Beim Hören der ersten Takte von „Cacti“ (Englisch für „Kaktusse“) musste ich mich erstmal hinsetzen und wusste nicht, ob ich „Wie Scheiße“ oder „Wie geil!“ schreien sollte. Ich entschied mich schließlich (der Blitz soll mich treffen, derweil i am Häusl hock‘, wenn ich jemals „schlussendlich“ schreiben sollte) für Zweiteres. „Cacti“ klingt deutlich glatter und deutlich produzierter als alles, was ich von Billy Nomates zuvor gehört hatte, und dazu noch Synthie-Gequietsche, und das verstörte mich zunächst. Zutiefst. „Cacti“ ist aber ehrlich sowas von ein Grower, es wächst nicht nur von Mal zu Mal beim Hören, es wächst bereits während des ersten Hörens, also quasi von Anfang an. Ein Meta-Grower sotauseggen. Proto-Grower? Was weiß ich. Also Zeit für eine Bestandsaufnahme dessen, was man kriegt, wenn man „Cacti“ an sich heranlässt – was man unbedingt tun sollte: Billy Nomates‘ Gesang ist auf jedem der zwölf Stücke über jeden Zweifel erhaben. Die Melodien nehmen die Hörenden gefangen – und die Musik? Das „ich kenne niemanden, der Schlagzeug spielt, also verwende ich eine Schlagzeugmaschine“-Moment ist Geschichte, egal wie synthetisch die Drums auf Billy Nomates‘ neuer Veröffentlichung klingen – sie sind da, weil sie eben genau so klingen sollen. Zusätzlich sind da Gitarren und Keyboards, wie sie nur in den 80er Jahren, also den 1980ern, geklungen haben sollten und mit den Drums dadurch auf das Perfekteste harmonieren. Und dazu kommt Billy Nomates‘ Stimme, die das ganze Angsambel nochmal abrundet und dadurch rund macht. Waren die 80er rund? Wurscht. Also, Billy Nomates macht das Ganze nochmal plastemäßig und schulterpolsterig. So waren glaube ich die 80er. Mit aufgekrempelten Sakkoärmeln. Wahrscheinlich war es das, was mich zunächst vor den Kopf haute, aber Scheiße – Billy Nomates ist es gelungen, einen Sound zu erschaffen, der apselut vintage und dennoch 1:1 zeitgenössisch ist, und das über einen Zeitraum von ca. 40 Minuten. Das ist toll, das ist groß!
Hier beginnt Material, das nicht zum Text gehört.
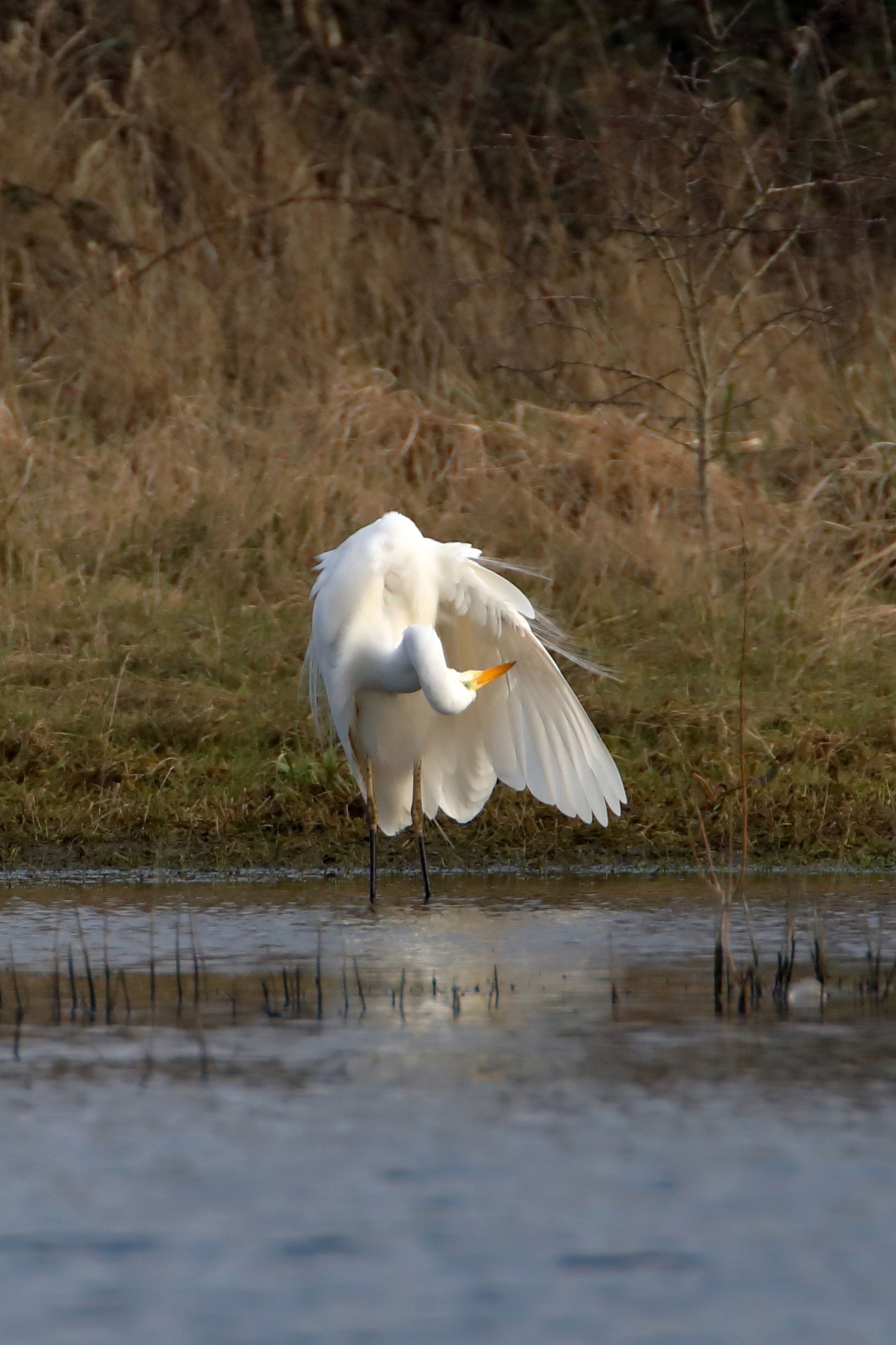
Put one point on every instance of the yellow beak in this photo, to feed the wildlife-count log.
(475, 681)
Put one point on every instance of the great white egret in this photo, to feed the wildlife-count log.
(396, 618)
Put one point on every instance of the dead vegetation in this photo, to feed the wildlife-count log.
(246, 307)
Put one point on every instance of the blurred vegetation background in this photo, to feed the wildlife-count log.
(607, 288)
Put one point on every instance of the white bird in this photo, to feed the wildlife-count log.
(396, 619)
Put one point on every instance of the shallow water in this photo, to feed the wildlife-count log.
(271, 1116)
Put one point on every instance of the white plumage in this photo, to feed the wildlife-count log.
(396, 619)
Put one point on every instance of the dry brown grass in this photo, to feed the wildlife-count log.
(240, 321)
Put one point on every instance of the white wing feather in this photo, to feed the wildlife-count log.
(526, 729)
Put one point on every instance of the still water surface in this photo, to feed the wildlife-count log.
(267, 1114)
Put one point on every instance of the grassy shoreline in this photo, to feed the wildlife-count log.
(509, 277)
(141, 731)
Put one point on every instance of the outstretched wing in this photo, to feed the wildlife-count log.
(528, 728)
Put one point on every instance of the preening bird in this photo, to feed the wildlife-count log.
(439, 686)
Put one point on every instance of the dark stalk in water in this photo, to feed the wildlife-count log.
(92, 990)
(73, 985)
(361, 989)
(178, 962)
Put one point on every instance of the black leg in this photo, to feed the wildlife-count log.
(372, 821)
(373, 864)
(424, 868)
(416, 817)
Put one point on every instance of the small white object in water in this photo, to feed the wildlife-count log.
(807, 994)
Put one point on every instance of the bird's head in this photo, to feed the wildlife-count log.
(475, 678)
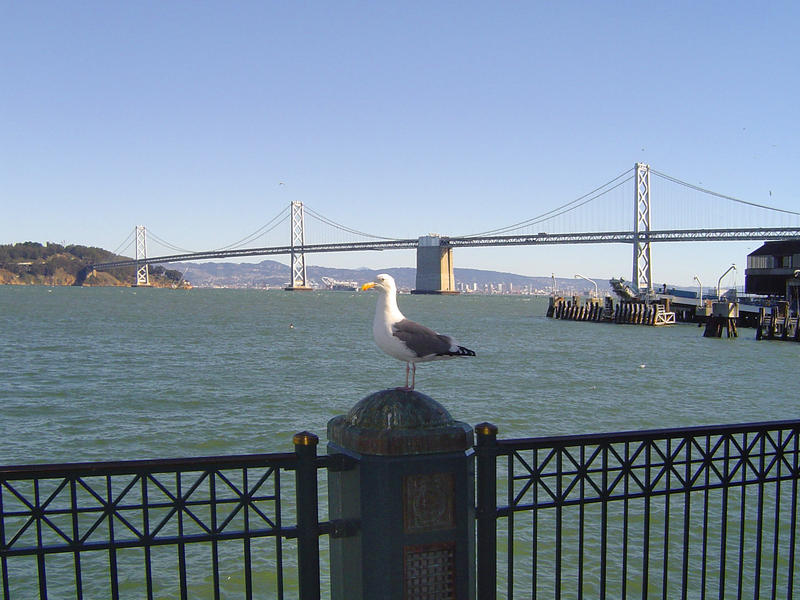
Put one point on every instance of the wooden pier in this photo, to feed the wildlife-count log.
(723, 317)
(778, 324)
(606, 310)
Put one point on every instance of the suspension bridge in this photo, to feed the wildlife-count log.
(593, 218)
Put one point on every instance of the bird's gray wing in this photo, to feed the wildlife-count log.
(420, 339)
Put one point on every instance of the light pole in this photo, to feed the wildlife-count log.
(697, 279)
(590, 281)
(719, 281)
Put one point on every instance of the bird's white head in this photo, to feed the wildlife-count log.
(383, 282)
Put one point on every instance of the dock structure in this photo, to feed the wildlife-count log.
(778, 324)
(635, 312)
(723, 317)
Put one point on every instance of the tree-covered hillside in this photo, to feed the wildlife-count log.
(55, 264)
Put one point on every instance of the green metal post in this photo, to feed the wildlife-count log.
(486, 510)
(305, 447)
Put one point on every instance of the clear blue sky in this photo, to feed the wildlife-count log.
(202, 120)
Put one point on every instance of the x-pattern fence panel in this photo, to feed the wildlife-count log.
(693, 513)
(175, 528)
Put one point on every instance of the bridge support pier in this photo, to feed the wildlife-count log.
(299, 278)
(142, 269)
(434, 267)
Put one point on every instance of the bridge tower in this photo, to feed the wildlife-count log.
(642, 273)
(299, 278)
(142, 269)
(434, 266)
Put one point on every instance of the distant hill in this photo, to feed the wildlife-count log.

Also könnte Billy Nomates nun darüber singen, wie gut es ihr geht und in welchem Ausmaß ihr die Sonne aus dem Arsch schiene. Tut sie das aber? Rhetorische Frage – Billy Nomates wäre nicht Billy Nomates, wenn sie das täte. Schon im ersten Stück beklagt sich Billy Nomates, dass das Gleichgewicht abhanden gekommen sei, der innere Friede sei zerbrochen und alles passiere ohne sie Niemand wird uns lieben, wir können uns nicht gegenseitig lieben.
Sie fragen, ob es besser wird? Nein, wird es nicht. Schon beim dritten Stück („Blue Bones (Deathwish)“) ist Billy Nomates so weit, dass sie ihrem imaginären Gegenüber mitteilt, dass dieser, wenn er denn sterben wolle, dies tun solle, schließlich würde er dafür nicht der Erlaubnis der Protagonistin bedürfen. Und dazu klimpert die Musik soo 80er vor sich hin, als würden sich Antagonist und Protagonistin lediglich darüber verständigen wollen, ob man aufwachen dürfe, bevor man ginge (jahaa – ich weiß, dass das auch kein so ganz simpler Liebesliedtext ist, aber zumindest ging es bei Wham! eher um verletzten Stolz als um so hier alles hier wie bei Billy Nomates jetzt hier).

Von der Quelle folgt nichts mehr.